Zoom in: Study after study has indicated that immigrants — those in the U.S. legally or undocumented — commit crimes at lower rates than U.S. citizens.
- Trump and conservatives have elevated individual tragedies such as the slaying of Georgia nursing student Laken Riley to claim that immigrants were driving a crime wave — and to justify a push for mass deportations.
- Trump's claims about migrants and crime were among a series of baseless statements he made during the campaign — remarks that also included riffs on immigrants eating house pets and how immigrants are destroying the "blood of our nation."
- Trump vowed to deport the roughly 11 million undocumented immigrants across the country. His campaign and surrogates have said their initial focus will be on immigrants who have committed crimes.
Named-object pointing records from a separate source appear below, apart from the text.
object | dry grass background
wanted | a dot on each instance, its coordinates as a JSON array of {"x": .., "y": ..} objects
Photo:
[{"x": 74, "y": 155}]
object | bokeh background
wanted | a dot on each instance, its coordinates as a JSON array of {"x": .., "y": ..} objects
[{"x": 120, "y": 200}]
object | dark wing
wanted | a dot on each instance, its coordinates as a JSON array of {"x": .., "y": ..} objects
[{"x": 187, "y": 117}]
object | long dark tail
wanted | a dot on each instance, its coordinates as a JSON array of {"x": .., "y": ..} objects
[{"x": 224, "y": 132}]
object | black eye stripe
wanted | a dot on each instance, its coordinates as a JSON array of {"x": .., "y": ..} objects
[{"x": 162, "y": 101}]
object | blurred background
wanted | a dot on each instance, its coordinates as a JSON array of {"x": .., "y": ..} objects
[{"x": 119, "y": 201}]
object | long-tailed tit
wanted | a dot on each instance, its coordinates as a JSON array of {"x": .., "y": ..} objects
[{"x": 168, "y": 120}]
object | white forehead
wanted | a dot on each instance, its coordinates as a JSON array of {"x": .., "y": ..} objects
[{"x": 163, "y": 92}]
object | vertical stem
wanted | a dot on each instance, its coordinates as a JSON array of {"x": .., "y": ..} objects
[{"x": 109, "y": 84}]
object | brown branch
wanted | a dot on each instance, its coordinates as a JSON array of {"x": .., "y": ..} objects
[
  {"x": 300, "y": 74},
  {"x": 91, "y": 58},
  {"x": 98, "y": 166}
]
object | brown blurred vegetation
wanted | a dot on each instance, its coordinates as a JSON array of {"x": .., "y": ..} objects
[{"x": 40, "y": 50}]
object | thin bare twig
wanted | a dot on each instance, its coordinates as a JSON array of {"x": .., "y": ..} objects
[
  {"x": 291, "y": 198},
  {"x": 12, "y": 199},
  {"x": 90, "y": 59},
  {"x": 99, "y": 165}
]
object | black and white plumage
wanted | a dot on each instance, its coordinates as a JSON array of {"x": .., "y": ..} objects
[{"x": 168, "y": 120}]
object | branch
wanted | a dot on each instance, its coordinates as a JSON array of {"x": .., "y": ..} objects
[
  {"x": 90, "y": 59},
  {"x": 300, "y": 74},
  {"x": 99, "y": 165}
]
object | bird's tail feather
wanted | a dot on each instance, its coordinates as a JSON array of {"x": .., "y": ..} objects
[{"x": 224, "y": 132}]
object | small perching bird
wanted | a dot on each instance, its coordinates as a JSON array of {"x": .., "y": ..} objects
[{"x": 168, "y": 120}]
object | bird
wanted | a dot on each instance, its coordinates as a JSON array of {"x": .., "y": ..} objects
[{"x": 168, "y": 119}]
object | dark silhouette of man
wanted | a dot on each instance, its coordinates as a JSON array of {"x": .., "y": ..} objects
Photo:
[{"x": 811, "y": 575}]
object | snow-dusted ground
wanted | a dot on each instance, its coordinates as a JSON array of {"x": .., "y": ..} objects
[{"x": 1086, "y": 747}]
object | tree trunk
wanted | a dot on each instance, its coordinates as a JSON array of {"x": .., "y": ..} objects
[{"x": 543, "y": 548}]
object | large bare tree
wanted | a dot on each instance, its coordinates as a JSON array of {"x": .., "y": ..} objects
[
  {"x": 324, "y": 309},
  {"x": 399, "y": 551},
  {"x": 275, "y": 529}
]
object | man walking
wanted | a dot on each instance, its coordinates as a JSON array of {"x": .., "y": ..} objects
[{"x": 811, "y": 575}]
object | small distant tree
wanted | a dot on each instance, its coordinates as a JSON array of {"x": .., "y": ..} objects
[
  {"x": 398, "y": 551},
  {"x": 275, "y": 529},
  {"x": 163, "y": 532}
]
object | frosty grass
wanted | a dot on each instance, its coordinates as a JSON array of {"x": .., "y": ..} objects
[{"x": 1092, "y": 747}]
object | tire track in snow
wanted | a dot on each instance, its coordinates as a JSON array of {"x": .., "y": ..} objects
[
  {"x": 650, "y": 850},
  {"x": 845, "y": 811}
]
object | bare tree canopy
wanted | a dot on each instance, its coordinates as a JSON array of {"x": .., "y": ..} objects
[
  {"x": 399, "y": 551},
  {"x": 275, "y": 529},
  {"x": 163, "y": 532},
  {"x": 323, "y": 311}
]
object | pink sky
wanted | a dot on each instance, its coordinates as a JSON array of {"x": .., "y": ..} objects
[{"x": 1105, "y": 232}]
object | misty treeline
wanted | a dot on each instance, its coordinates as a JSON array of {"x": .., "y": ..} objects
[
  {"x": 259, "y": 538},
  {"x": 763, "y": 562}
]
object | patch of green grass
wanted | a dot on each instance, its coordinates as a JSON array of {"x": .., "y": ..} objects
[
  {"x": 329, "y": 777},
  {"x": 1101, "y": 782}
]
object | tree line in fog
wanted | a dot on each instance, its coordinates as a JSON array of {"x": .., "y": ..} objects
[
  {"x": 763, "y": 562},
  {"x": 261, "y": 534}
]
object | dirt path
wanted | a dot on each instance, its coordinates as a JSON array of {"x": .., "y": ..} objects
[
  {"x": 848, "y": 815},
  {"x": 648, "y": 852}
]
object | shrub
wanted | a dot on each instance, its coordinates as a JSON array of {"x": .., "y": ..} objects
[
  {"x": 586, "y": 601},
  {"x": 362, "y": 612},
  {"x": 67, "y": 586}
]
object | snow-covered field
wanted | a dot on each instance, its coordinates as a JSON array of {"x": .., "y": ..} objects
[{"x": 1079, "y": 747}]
By the numbers: There are roughly 24.5 million noncitizen immigrants in the U.S., including those here awaiting asylum decisions or otherwise here lawfully, according to the Pew Research Center.
- Immigration courts recorded 1,798,964 new cases from Oct. 1, 2023, to Sept. 30, 2024, according to data from the Transactional Records Access Clearinghouse (TRAC) at Syracuse University, reviewed by Axios.
- Just 0.47% of those cases involved possible deportations based on alleged criminal activity.
Zoom in: Early evidence indicates the trend is continuing.
- Immigration courts received 87,620 new cases as of October 2024 in the new fiscal year. Just 640 (0.73%) of those involved potential deportation orders based on alleged criminal activity, TRAC found.
What they're saying: Trump will marshal all resources for "the largest deportation operation of illegal criminals, drug dealers, and human traffickers in American history," Trump-Vance transition spokesperson Karoline Leavitt said in a statement.
- The Trump transition team declined to address the low number of current immigration cases involving immigrants who've committed crimes.
- Trump's incoming border czar, Tom Homan, has told Fox News' Maria Bartiromo that the new administration will "concentrate on the public safety threats and the national security threats first" under a mass deportation plan.
- "We know a record number of people on the terrorist watch list have crossed this border. We know a record number of terrorists have been released in this country," Homan said.
Zoom out: Removing immigrants deemed threats to national security and public safety has been a priority in President Biden's administration.
- Homeland Security Secretary Alejandro Mayorkas issued a memo on Sept. 30, 2021, instructing DHS immigration officials "to prioritize the apprehension and removal of noncitizens considered to be threats to national security, public safety and border security."
Zoom out: U.S. Customs and Border Protection's Office of Field Operations, the agency's largest component, arrested 19,242 noncitizens who have been convicted of crime in the U.S. or abroad in fiscal 2024, the agency said.
- The U.S. Border Patrol recorded 17,048 arrests of noncitizens who have been convicted of crimes in the U.S. or abroad in fiscal 2024.
- Those noncitizens could be green card holders, immigrants with temporary protection, undocumented immigrants and asylum seekers who can appeal or fight arrests.
The intrigue: The number of arrests of noncitizen immigrants with criminal convictions in fiscal 2024 under Biden represented a 114% increase from fiscal 2019, during Trump's last year in office pre-COVID.
- An Axios review of CBP data found that arrests of noncitizen immigrants with criminal convictions on average doubled under Biden from what they'd been under Trump — partly a reflection of the waves of migrants crossing the border during Biden's tenure.